Aos 80 anos, Espedito Seleiro somava mais de 7 décadas no couro, levou o ofício do sertão à moda e manteve a tradição familiar
Mestre cearense transformou um saber aprendido na infância em linguagem própria, aproximando couro, design, moda e memória familiar.
Aos 80 anos, Espedito Seleiro já somava mais de sete décadas trabalhando com o couro no Cariri cearense. O ofício aprendido ainda menino atravessou a vida do artesão, ganhou novas formas, chegou à moda e permaneceu ligado à própria família em Nova Olinda.
Como o menino Espedito aprendeu o couro aos 8 anos?

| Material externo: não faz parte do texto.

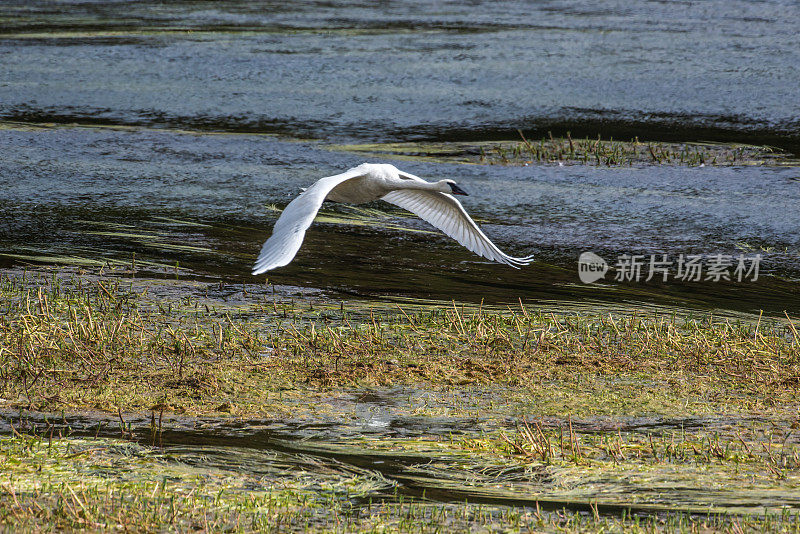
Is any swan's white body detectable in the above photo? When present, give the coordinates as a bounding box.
[253,163,533,274]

Segundo a Secretaria de Cultura de Nova Olinda, Espedito Veloso de Carvalho nasceu em 1939 e aprendeu aos 8 anos, com o pai, o ofício de seleiro. Ainda criança, teve contato direto com a produção de selas e equipamentos usados por vaqueiros, tropeiros e outros personagens do sertão.
A mesma fonte registra que esse aprendizado não surgiu isolado. O conhecimento vinha sendo transmitido dentro da família havia gerações, e Espedito cresceu cercado pelas ferramentas, pelo couro e por uma rotina em que trabalho, sustento e cultura popular estavam profundamente ligados.

Como ele chegou aos 80 anos com mais de sete décadas no mesmo ofício?
Em 2019, o Museu de Arte da Universidade Federal do Ceará realizou a mostra “Espedito Seleiro: 80 anos de couro e alma”. A exposição reuniu aspectos da trajetória, das relações familiares, das técnicas e das transformações introduzidas pelo artesão.
A UFC destacou que Espedito construiu em Nova Olinda sua trajetória como mestre do couro e que tradição e inovação caminharam juntas em sua obra. Já em 2022, o Sebrae registrou que, aos 83 anos, ele continuava mantendo viva uma arte transmitida entre gerações.
Como o trabalho saiu da sela e chegou ao design e à moda?
A mudança ocorreu sem abandonar a base sertaneja. Segundo a UFC, Espedito passou a incorporar tingimentos, arabescos, novos moldes e cores ao couro, ampliando a produção para calçados, bolsas, vestuário e mobiliário. A instituição aponta os arabescos como uma marca importante de sua linguagem visual.
Esse repertório aproximou o artesão do universo do design e da moda. A mostra dos 80 anos reservou um núcleo justamente para essas interfaces, mostrando como um ofício ligado à sela e à proteção do vaqueiro passou a circular também em ambientes de criação contemporânea.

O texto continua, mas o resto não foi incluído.